In the years immediately following 9/11, we scrambled to figure out what went wrong, and ultimately coined an expression “connect the dots” to describe what we were unable to see before the attacks. Connecting the dots has since become a key justification for increasing analysis budgets everywhere, all in the hopes of avoiding another tragedy by focusing on the “dots”, or details.
But this vision in our current geopolitical and multidomain reality is misguided. A far better use of time, capital and manpower is to understand and take action on the big picture – and this proverbial forest through the trees is what was (and still is) missing.

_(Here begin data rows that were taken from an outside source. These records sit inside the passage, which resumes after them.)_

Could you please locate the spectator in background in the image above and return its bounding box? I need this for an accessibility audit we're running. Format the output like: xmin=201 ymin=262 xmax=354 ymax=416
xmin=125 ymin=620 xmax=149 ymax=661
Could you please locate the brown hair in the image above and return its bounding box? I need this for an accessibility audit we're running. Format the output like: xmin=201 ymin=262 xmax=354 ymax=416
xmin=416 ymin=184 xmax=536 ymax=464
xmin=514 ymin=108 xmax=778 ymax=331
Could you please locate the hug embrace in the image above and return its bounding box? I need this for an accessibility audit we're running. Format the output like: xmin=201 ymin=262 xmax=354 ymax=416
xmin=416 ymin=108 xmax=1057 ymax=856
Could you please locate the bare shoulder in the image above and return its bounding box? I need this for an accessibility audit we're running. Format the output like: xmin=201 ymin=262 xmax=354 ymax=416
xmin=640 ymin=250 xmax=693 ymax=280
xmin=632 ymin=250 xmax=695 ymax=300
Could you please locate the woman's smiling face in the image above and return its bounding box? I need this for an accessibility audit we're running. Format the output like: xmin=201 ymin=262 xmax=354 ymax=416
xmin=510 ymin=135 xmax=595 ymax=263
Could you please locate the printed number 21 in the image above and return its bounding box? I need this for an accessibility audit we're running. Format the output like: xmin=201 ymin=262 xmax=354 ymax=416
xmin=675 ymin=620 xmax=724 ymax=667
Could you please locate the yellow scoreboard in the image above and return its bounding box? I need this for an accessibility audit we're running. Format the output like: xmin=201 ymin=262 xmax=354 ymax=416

In nearly every pivotal crisis in our country’s history, the surprise attack shouldn’t have been a surprise at all. In every case, both the vulnerability and likelihood were right before our eyes, and targeted at domain-dominant industries. The attack on Pearl Harbor struck in the maritime domain, with the specific goal to thwart our ascendance to maritime dominance that once belonged to the British. The twin towers fell because of Al Qaeda’s cunning misuse of American aviation dominance and dependence. The common denominator to these attacks is that our adversaries have acted to prevent or manipulate Western capability and superiority. In today’s world, that means an attack on our space infrastructure, which embodies our 21st century domain advancement, is imminent.
The most likely attack vector against the United States’ space infrastructure is cyber. Certainly the easiest to perpetrate given the number of attack surfaces and least self-destructive due to its virtual nature, cyber threats are the “soft underbelly” to our space systems.
Recent space cyber-attacks in the Ukraine-Russia and Israeli-Hamas wars displayed vulnerabilities in some of these targeted systems. At the same time, US Representatives are voting if space should be designated as critical infrastructure, which regardless of outcome speaks to its measurable impact on everyday American life. Together, these trends reveal both the dependence on and the fragility of space capabilities in daily life and especially in wartime – and combined with the concerns of an ascendant China, make for a glaring vulnerability with an adversary eager to exploit it.
Long before Xi Jinping became China’s president a decade ago, there was the inevitable fear of conflict that came with China’s swift rise to economic and political power. What most policymakers had hoped for, a geopolitical stasis reinforced by economic dependencies, is not sustainable long-term. Hope is not a strategy, as the military so often quips; but neither is inaction.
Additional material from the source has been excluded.